Tuesday, May 20, 2014. A trio of physicians writing in the April 8, 2014 issue of the Journal of Men's Health have called into question the concerns of a February New York Times editorial that unnecessarily alarmed its readers regarding possible harm associated with testosterone replacement therapy, which the Times editorial board insinuates is being indiscriminately prescribed. The editorial in question is based on the conclusion of an article published on January 29, 2014 in the journal PLoS One which reported an increased risk of nonfatal myocardial infarction (MI) within 90 days following an initial prescription for testosterone in comparison with the rate occurring over the previous year among older men and younger men diagnosed with heart disease. The study's investigators also reported a greater risk of MI in association with testosterone when compared to PDE5I inhibitors (which include Viagra®, Cialis and Levitra).

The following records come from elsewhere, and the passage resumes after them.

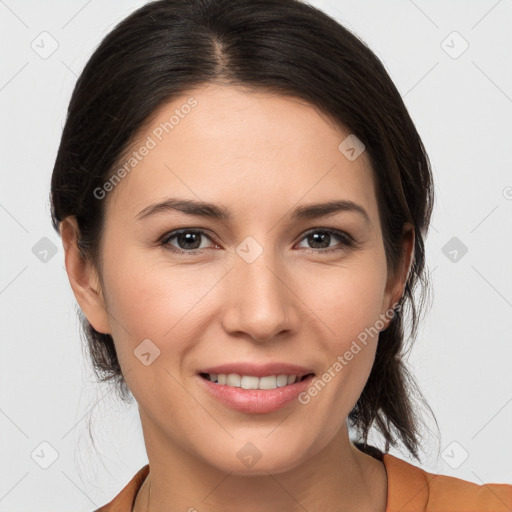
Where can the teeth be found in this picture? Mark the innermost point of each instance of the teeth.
(251, 382)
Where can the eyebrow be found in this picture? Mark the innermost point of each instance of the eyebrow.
(210, 210)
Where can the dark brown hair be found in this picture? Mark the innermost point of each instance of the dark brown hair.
(282, 46)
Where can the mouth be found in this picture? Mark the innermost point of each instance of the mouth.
(266, 382)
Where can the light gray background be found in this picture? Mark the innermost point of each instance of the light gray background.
(462, 106)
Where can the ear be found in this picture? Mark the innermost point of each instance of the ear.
(396, 283)
(83, 277)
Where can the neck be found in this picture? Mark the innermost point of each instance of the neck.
(339, 477)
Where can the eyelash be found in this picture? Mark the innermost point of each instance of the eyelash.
(345, 239)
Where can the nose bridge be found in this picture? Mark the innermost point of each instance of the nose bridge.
(259, 302)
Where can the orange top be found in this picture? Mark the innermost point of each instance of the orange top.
(410, 489)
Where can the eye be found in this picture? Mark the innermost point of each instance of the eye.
(320, 239)
(188, 240)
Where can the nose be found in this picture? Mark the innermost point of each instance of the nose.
(260, 301)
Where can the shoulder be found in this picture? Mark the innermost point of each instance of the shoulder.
(123, 502)
(411, 488)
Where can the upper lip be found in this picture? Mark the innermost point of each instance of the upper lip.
(258, 370)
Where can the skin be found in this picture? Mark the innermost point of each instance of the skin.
(261, 155)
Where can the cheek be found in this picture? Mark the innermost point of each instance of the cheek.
(155, 300)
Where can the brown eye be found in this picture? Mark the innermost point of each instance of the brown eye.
(322, 238)
(187, 240)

In the Journal of Men's Health article, authors Martin Miner, Joel Heidelbaugh and Abraham Morgentaler object to the Times editorial's assertion that testosterone is oversold to men who are simply reluctant to accept that they are getting older and point out the flaws in the PLoS One investigation upon which their unwarranted criticism of testosterone replacement therapy is based. One of the study's most glaring defects is its utilization of heart attack rates that occurred during a short period of time (up to 90 days or the first testosterone refill, which would be at one month for many subjects) following the prescription of the hormone, which is likelier to implicate underlying insufficiency, rather than its treatment, as a causative agent. Furthermore, overall increase in nonfatal MI following testosterone therapy was small, at 1.27 per 1,000 person-years. This low figure, combined with the small number of events in subgroups, also renders the study's subgroup analysis findings "unconvincing," according to Dr Miner et al.
Additionally, in the comparison of men who were prescribed testosterone to those prescribed PDE51 drugs, a more appropriate control group would have been testosterone-deficient men who did not receive hormone therapy.
"Over-the-top comments are scaring patients and physicians alike, thereby impeding the goal of conscientious physicians to serve their patients with the best available care," the authors observe. "The FDA announcement that it is investigating the reports of increased cardiovascular risks has only added to the impression that a major study has determined serious problems with testosterone therapy."
"It is unfortunate that the study by Finkle et al. has provoked so much unnecessary trouble for men's health, given the obvious weaknesses of the study," they conclude. "For those in the field who have had firsthand experience confirming the importance of testosterone therapy for symptomatic men with testosterone deficiency, we believe the appropriate response is education, reassurance, and support of further research that is designed to examine benefits and risks."
An article published online on November 25, 2013 in the journal Menopause describes a study of hysterectomized women that compared the effects of varying doses of testosterone on sexual function, lean body mass and muscle performance.
"Recently, there has been a lot of interest in testosterone treatment in postmenopausal women for sexual dysfunction and other various health conditions," commented lead author Grace Huang, MD, who is a research physician in the department of endocrinology at Brigham and Women's Hospital in Boston. "However, no previous studies have evaluated the benefits and negative effects of testosterone replacement over a wide range of doses."
The study included 71 postmenopausal women who had undergone hysterectomy with or without ovarian removal. The women were divided to receive weekly injections of a placebo or 3, 6.25, 12.5 or 25 milligrams testosterone enanthate for 24 weeks. Blood samples were analyzed for testosterone levels, and sexual function, lean and fat body mass, muscle strength and power, and physical function were assessed before and after treatment.
Improvements in sexual function, desire, arousal and sexual frequency were associated with increases in free testosterone, as were increases in lean body mass and measures of muscle power, with those who received 25 milligrams experiencing a significant effect. Dr Huang noted that "A primary concern with testosterone therapy is that it can cause symptoms of masculinization among women. These symptoms include unwanted hair growth, acne and lower voice tone. It's important to note that very few of these side effects were seen in our study."
While testosterone was not associated with adverse effects in this trial, the U.S. Food and Drug Administration has not approved the hormone for women. The authors suggest the initiation of long-term clinical trials to further evaluate testosterone's risks versus benefits.